2020-06-02 08:02 PM
Hello everyone,
I write here to know if someone can help me,
how to be sure the systick value is good ? be sure that 5 seconds are well done ?
thanks to help me !
2020-06-02 09:41 PM
The clock is synchronous measure the clock with a scope, or check the timers against another time base.
2020-06-03 08:42 AM
SysTick uses the HCLK clock, which is derived from the selected high speed oscillator (HSE, HSI, MSI). To test the oscillator frequency you need to either route the HCLK source to an external pin (see MCO in ref manual) to check with a frequency meter, or if you have a high precision LSE oscillator most STM32s have a mode for one of the timers where the timer can trigger on an LSE period. Count the number of HCLKs that occur within the LSE pulse to get the HCLK frequency.
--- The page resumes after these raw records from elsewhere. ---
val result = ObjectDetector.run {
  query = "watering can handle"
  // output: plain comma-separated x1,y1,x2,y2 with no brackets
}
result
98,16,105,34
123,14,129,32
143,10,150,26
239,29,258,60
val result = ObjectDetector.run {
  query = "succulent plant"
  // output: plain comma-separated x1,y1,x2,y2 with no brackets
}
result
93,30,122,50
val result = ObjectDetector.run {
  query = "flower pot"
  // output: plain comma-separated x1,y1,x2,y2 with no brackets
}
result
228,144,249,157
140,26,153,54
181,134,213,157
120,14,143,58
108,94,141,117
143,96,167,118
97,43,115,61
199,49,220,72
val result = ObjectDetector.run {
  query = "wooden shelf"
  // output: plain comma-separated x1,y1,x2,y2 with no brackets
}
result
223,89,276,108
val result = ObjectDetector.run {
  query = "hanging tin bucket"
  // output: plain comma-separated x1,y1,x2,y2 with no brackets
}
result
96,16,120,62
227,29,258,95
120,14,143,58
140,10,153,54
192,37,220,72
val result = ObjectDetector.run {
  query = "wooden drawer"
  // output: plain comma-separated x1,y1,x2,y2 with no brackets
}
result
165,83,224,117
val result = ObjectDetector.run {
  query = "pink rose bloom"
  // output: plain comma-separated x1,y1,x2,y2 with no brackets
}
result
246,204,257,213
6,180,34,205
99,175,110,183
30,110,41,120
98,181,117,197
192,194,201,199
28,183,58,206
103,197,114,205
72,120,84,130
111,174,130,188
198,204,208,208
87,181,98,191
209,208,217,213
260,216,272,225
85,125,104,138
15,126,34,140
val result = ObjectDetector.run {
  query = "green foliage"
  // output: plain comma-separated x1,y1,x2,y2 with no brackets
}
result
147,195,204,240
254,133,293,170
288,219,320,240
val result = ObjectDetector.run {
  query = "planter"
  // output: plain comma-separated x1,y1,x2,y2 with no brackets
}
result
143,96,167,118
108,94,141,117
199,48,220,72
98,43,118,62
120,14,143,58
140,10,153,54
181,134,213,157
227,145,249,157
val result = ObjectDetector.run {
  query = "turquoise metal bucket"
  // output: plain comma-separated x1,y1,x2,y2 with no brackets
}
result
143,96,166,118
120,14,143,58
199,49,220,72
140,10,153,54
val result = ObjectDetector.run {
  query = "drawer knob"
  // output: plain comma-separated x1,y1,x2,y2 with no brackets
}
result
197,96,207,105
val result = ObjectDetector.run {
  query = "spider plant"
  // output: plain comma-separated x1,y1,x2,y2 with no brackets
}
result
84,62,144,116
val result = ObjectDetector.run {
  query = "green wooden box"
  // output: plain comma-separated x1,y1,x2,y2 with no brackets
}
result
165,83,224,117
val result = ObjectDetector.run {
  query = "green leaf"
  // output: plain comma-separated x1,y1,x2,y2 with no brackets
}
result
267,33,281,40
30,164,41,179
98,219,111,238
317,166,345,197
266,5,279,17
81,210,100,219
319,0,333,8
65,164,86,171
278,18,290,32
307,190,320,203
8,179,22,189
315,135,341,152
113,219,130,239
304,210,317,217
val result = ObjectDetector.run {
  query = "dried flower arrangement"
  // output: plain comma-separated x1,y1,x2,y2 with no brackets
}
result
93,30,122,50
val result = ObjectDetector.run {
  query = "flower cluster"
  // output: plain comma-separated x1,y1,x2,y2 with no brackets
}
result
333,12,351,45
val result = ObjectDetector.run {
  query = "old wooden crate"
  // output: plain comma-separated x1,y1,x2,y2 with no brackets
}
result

Some HCLK frequencies will not divide evenly to get your timebase. If that's the case you need to account for roundoff error for the SysTick period. Yes, it is a cumulative error and does add up the longer you run. SysTick is not the ideal timer for scheduling over long periods of time. RTC Alarm does a much better job when you get to seconds, minutes etc. assuming you have a precision LSE source.
If you are using the HSI or MSI oscillators for HCLK then SysTick will only be accurate within the oscillator tolerance in the datasheet (i.e. not great for precise times).
Remember the SysTick stops during low power modes (STOP, STANDBY) so you have to account for lost SysTick time if you use those modes.
Jack Peacock
2020-06-04 12:01 PM
thanks for you big answer @JackPeacock, but if i don't have a frenquency meter, there is another method (program in c for example)
@Clive1 how i can with another time base ?
2020-06-04 01:04 PM
GPS 1PPS into a TIMx_CHx Input Capture, using a TIM clocked with the same AHB/SYSTICK clock source.